First, ignorance around nuclear weapons. Matlock admits that as a Moscow embassy staffer in 1962, he translated Khrushchev’s messages to JFK in the Cuban Missiles Crisis, and he and his colleagues were unaware of the actual nature of the settlement of that crisis, and would have cheered for American bombing of Russian sites in Cuba—which would have been fatal to several major cities including Washington, D.C.: “It is quite dangerous to get involved in military confrontations with countries with nuclear weapons.”

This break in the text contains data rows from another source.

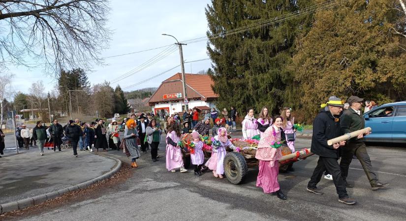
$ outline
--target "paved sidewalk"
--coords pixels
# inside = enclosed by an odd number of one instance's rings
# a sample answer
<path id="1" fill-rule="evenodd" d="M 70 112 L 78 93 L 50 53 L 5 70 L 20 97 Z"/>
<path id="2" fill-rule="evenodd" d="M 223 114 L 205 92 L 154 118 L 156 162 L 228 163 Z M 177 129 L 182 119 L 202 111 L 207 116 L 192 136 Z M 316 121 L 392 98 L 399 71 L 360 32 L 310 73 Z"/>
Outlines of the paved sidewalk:
<path id="1" fill-rule="evenodd" d="M 117 162 L 86 151 L 71 149 L 54 152 L 36 147 L 6 151 L 0 158 L 0 204 L 71 187 L 111 171 Z M 4 209 L 4 208 L 3 208 Z"/>

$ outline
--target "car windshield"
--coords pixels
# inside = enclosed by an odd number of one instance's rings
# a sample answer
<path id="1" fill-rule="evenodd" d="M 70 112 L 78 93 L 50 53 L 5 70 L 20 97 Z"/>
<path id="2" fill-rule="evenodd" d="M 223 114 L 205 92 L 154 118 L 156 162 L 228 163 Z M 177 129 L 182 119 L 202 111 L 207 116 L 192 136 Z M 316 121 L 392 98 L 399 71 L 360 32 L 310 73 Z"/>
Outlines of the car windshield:
<path id="1" fill-rule="evenodd" d="M 380 108 L 375 111 L 371 112 L 369 116 L 370 117 L 384 117 L 392 116 L 393 113 L 393 107 L 387 107 L 386 108 Z"/>

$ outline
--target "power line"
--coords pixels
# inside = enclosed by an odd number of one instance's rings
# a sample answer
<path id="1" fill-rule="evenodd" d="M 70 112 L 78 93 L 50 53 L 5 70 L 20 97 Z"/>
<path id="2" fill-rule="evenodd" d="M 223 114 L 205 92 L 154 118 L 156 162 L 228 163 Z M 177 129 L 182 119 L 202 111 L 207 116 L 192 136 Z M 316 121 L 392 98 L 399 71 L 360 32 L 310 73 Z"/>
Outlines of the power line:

But for the most part, the hubris of “we won the Cold War,” against which both Pope John Paul II and Lyndon LaRouche warned. Matlock quotes his own testimony to the Senate Foreign Relations Committee in 1997 when the Clinton Administration proposed the expansion of NATO: “I consider the Administration’s recommendation to take new members into NATO at this time misguided. If it should be approved by the United States Senate, it may well go down in history as the most profound strategic blunder made since the end of the Cold War. Far from improving the security of the United States, its Allies, and the nations that wish to enter the Alliance, it could well encourage a chain of events that could produce the most serious security threat to this nation since the Soviet Union collapsed.”
Matlock proposes a "common sense" approach: "What President Putin is demanding, an end to NATO expansion and creation of a security structure in Europe that insures Russia’s security along with that of others is eminently reasonable. He is not demanding the exit of any NATO member and he is threatening none. By any pragmatic, common sense standard it is in the interest of the United States to promote peace, not conflict. To try to detach Ukraine from Russian influence—the avowed aim of those who agitated for the “color revolutions”—was a fool’s errand, and a dangerous one. Have we so soon forgotten the lesson of the Cuban Missile Crisis?

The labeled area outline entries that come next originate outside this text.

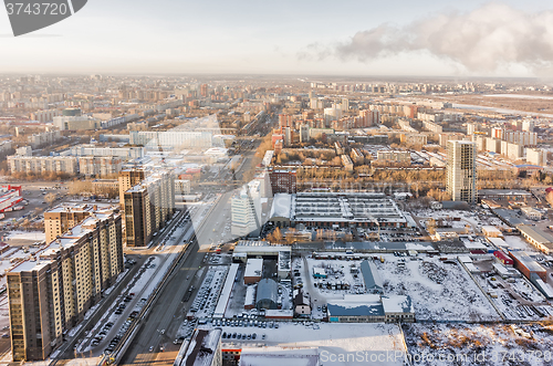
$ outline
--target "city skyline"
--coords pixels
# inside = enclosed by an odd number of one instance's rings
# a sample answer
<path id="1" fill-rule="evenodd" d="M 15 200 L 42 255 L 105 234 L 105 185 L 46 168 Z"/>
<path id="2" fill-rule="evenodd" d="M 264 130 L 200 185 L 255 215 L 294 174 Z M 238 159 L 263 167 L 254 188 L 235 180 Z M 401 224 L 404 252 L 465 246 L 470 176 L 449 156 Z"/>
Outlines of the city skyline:
<path id="1" fill-rule="evenodd" d="M 553 75 L 549 61 L 553 13 L 543 1 L 525 3 L 524 9 L 514 1 L 434 0 L 417 7 L 405 1 L 386 6 L 349 1 L 337 8 L 312 1 L 209 7 L 164 1 L 156 7 L 145 1 L 134 1 L 132 7 L 95 1 L 63 22 L 20 38 L 10 34 L 8 17 L 0 12 L 0 44 L 8 50 L 0 69 L 10 73 Z"/>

Now, to say that approving Putin’s demands is in the objective interest of the United States does not mean that it will be easy to do. The leaders of both the Democratic and Republican parties have developed such a Russophobic stance (a story requiring a separate study) that it will take great political skill to navigate the treacherous political waters and achieve a rational outcome.
President Biden has made it clear that the United States will not intervene with its own troops if Russia invades Ukraine. So why move them into Eastern Europe? Just to show hawks in Congress that he is standing firm? For what? Nobody is threatening Poland or Bulgaria except waves of refugees fleeing Syria, Afghanistan and the desiccated areas of the African savannah. So what is the 82nd Airborne supposed to do?"